I am currently using Rust in Linux to examine nearly a billion files. One of the things I need is the file modified date/time in a particular format, which can be conveniently be obtained using Crate chrono. I therefore extract a file's Metadata from its directory entry. While in practice error handling is very important (so the routine never crashes out and abandons hours of successful results), for the purposes of this question I will by-pass all that by using .unwrap() for clarity. so I have:
let file_metadata=fs::metadata(file_path).unwrap();
let file_last_modified=file_metadata.modified().unwrap();
If I now look at the format of this:
print!("{:?} : ",file_last_modified);
I get, for example:- 'SystemTime { tv_sec: 1594033168, tv_nsec: 848710897 }' which I feel I need to somehow feed into crate chrono. I am aware of:-
let file_datestamp=Utc.timestamp(1594033168, 848710897); //(crate chrono)

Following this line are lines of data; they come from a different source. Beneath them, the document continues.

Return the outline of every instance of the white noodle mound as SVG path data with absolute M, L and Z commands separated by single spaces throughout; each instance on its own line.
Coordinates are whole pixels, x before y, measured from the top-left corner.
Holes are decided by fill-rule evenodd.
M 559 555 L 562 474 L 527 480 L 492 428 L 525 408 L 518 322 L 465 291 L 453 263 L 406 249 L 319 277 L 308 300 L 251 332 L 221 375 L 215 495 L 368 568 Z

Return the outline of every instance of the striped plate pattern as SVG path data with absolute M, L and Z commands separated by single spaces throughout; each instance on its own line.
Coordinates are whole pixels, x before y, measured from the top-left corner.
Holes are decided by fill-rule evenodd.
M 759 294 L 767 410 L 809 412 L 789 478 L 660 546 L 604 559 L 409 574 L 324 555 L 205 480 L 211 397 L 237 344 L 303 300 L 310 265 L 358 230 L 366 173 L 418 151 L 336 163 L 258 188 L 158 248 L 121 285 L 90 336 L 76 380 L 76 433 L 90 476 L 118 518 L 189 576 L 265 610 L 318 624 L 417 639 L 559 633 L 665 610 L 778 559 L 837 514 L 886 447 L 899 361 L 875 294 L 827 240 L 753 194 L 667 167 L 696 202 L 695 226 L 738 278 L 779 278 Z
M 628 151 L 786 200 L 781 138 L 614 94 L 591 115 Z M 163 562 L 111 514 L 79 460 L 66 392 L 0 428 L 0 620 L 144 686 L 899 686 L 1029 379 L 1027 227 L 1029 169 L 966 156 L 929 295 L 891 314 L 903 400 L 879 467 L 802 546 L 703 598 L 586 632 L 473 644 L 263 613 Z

which then, for example, be could followed by:
println!("{}", file_datestamp.format("%Y-%m-%d@%H:%M:%S"));
to give what I asked for:- 2020-07-06@10:59:28. Hopefully NEVER 'summer time corrected', am/pm involved, timezone ambiguous, or anything else similar to confuse exactly 'when' this means. Simple sorting by this parameter should put a list of results into the order the files were last modified as real time progressed. Yet it is human understandable, and no spaces to cause future record parsing problems.
However, in rust I am not used to having to parse out the two numbers out of the 'SystemTime' type myself, with all the format/error variations it could get up to. To say nothing of my inferior unoptimized coding skills with rust. I feel sure there would be something (probably) obvious that I am missing to do this much more concisely, quickly and efficiently.
I have tried to implement:-
pub fn timestamp(&self) -> i64
(Returns the number of non-leap seconds since January 1, 1970 0:00:00 UTC (aka "UNIX timestamp").) and
pub fn timestamp_nanos(&self) -> i64
(Returns the number of non-leap-nanoseconds since January 1, 1970 UTC)found in: chrono::DateTime - Rust
with every 'use' at the top I can think of:-
let file_timestamp_sec=file_last_modified.timestamp();
let file_timestamp_nanos=file_last_modified.timestamp_nanos();
but I get:-
error[E0599]: no method named timestamp
found for type std::time::SystemTime
in the current scope
Thank you very much in advance. (I never get on with or really understand up-voting or down-voting social implication systems.)